Currently in America 7
By Steve
- 330 reads
Jim Morrison wanted to systematically derange the senses of America. He could not stand the light, pop culture of America which was in some ways a "moderation" of black blues, gospel, and jazz and other types of music. IT required that everyone smile, be seemingly happy, and be white. Extremes were considered to be dangerous. But this view of reality, this rococo lightness, this frivolousness, and coca-cola happiness... it's very unreal and carbonated. In one sense, it is an extreme culture of superficiality. Also, the senses are coded with stereotypes by the Apollonian power structure so that it is extremely difficult to change. If you drop your stereotypes, you face the unknown and it is assumed that the unknown is an extreme. The unknown is infinite. There is tons of information we do not know.
"Hello, I love you, won't you tell me your name?" His lyrics here have a predetermined sense of love. Jim Morrison loves someone he doesn't even know. But can you really love someone you know fully? Does Juliet really love Romeo at the end of Romeo and Juliet after all the mistakes he has made, after all the modes of miscommunication, after trusting people too much, after being unable to stop the murder of Mercutio? Or is Jim referring to reincarnation of a soul he has met in another life?

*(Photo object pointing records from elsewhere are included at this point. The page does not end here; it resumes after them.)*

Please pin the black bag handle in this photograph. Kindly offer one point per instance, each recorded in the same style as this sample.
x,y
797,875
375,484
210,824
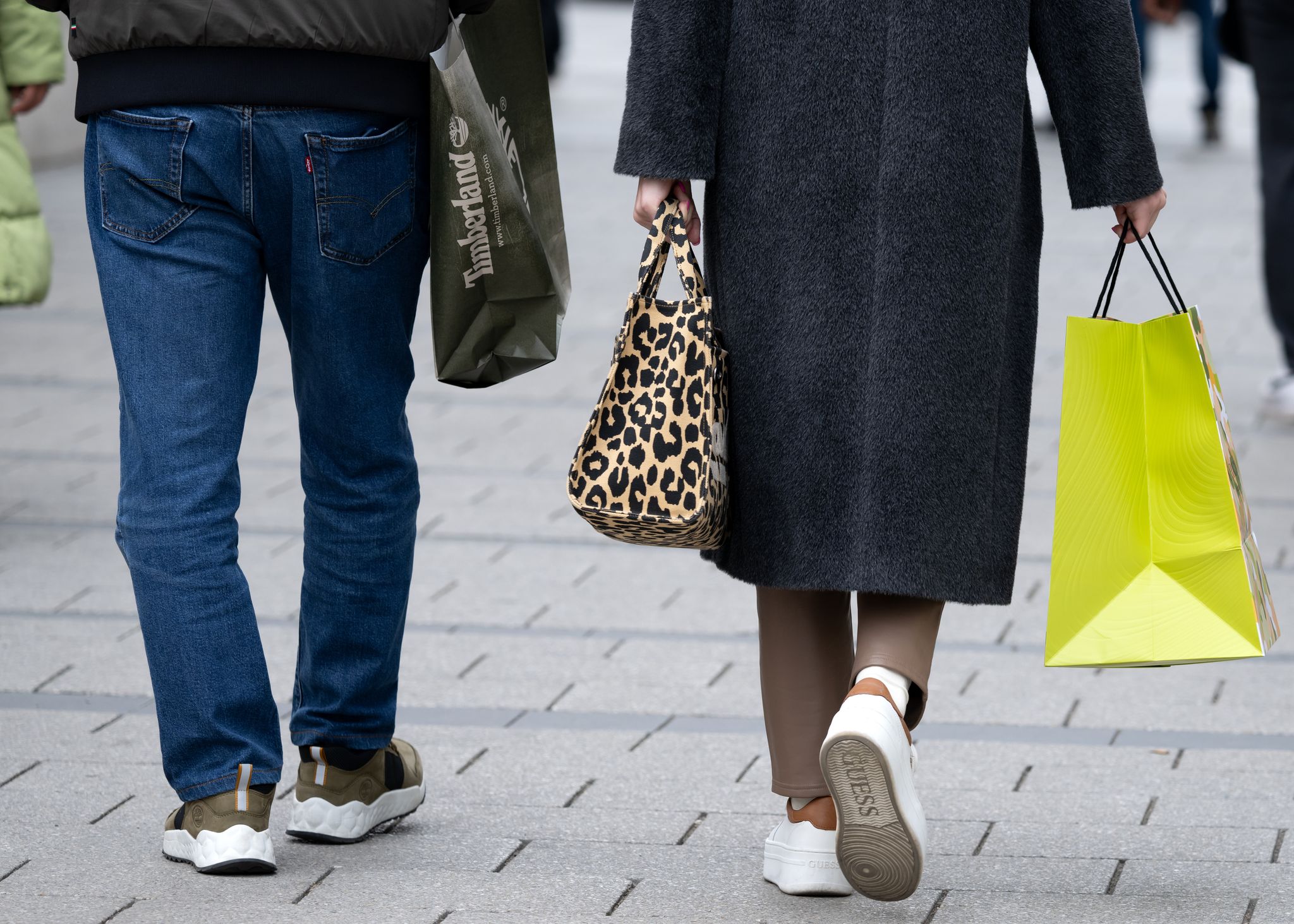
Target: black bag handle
x,y
669,234
1112,275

Or is he presuming that women love nature, love Dionysius, no matter how they deny it?
"Hello, I love you, let me jump in your game?" Women play games to test men. Certainly Penelope in the Odyssey creates a vast web of a game and only Odysseus survives. Jim wants to jump in the game in which there are many players. "Jumping in a game" suggests that Jim is careless, reckless or bold. Jim is asking questions which may reveal to him what kind of women he is confronted with.